SciRuby projects for Google Summer of Code 2015

Another year with SciRuby accepted as a mentoring organization in Google Summer of Code (GSoC)! The Community Bonding Period ended yesterday; the coding period officially begins today.

I’m really happy with the projects chosen this year; various different subjects and some would be really useful for me, i.e. Alexej’s LMM gem, Sameer’s Daru and Will’s changes to NMatrix.

That’s all. After the next GSoC meeting, I should write about how each of the projects are going.

The most socially useful communication technology

Text is the most socially useful communication technology. It works well in 1:1, 1:N, and M:N modes. It can be indexed and searched efficiently, even by hand. It can be translated. It can be produced and consumed at variable speeds. It is asynchronous. It can be compared, diffed, clustered, corrected, summarized and filtered algorithmically. It permits multiparty editing. It permits branching conversations, lurking, annotation, quoting, reviewing, summarizing, structured responses, exegesis, even fan fic.

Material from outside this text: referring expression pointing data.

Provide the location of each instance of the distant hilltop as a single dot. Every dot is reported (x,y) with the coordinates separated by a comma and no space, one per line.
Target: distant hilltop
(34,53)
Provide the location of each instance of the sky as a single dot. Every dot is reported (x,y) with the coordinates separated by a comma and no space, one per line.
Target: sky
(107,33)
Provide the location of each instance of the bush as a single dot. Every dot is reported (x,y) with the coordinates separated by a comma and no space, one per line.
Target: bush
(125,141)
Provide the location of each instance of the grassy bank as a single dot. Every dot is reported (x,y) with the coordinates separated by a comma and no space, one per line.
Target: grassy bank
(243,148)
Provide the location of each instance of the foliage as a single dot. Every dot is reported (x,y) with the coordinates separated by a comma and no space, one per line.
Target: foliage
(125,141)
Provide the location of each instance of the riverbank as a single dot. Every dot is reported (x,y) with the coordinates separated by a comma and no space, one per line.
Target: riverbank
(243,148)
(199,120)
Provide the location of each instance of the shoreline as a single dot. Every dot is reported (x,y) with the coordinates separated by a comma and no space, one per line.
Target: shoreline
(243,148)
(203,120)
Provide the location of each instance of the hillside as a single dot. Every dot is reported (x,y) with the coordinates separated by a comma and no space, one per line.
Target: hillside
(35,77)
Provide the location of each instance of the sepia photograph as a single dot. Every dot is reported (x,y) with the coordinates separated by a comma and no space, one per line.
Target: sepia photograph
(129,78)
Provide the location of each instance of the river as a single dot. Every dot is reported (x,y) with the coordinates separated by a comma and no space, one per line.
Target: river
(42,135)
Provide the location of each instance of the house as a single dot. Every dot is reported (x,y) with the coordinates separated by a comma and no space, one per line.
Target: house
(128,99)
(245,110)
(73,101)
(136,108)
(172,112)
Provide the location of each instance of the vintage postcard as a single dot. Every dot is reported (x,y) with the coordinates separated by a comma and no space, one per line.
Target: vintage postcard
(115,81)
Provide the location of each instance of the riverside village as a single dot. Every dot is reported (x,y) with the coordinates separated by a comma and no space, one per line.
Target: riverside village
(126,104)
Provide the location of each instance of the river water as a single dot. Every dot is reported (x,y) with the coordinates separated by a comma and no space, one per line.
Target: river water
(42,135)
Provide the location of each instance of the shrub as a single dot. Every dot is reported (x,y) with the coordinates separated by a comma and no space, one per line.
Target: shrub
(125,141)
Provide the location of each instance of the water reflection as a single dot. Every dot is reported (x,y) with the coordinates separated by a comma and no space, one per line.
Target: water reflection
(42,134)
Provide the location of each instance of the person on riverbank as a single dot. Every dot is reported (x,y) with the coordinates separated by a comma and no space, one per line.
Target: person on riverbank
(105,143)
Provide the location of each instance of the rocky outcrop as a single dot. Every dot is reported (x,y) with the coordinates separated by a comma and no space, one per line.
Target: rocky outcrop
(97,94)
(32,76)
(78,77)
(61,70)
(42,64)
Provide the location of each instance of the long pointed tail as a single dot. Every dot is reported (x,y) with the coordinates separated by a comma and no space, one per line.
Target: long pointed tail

I read the post “Always bet on text” today and, I must say, it is a beautiful way to look at the process of communicating by writing. :)

Excel trying to take over the world

Intuitively, it is not just the limited capability of ordinary software that makes it safe: it is also its lack of ambition. There is no subroutine in Excel that secretly wants to take over the world if only it were smart enough to find a way.
— Nick Bostrom, Superintelligence

I wouldn’t be so certain about it.

There are “scientists” (economists) who think it is OK to use Excel for making predictions that affect several people, as you can see from this article in The Guardian. Essentially, they didn’t add four years of data from New Zealand to a spreadsheet. Other methodological factors were in effect as well. And all of this contributed to lots of people losing their jobs in various countries when the recommended austerity measures were put in place. Imagine if Excel wanted to take over the world.

The paper that discusses in depth about Reinhart & Rogoff’s mistake is “Does High Public Debt Consistently Stifle Economic Growth? A Critique of Reinhart and Rogo ff“.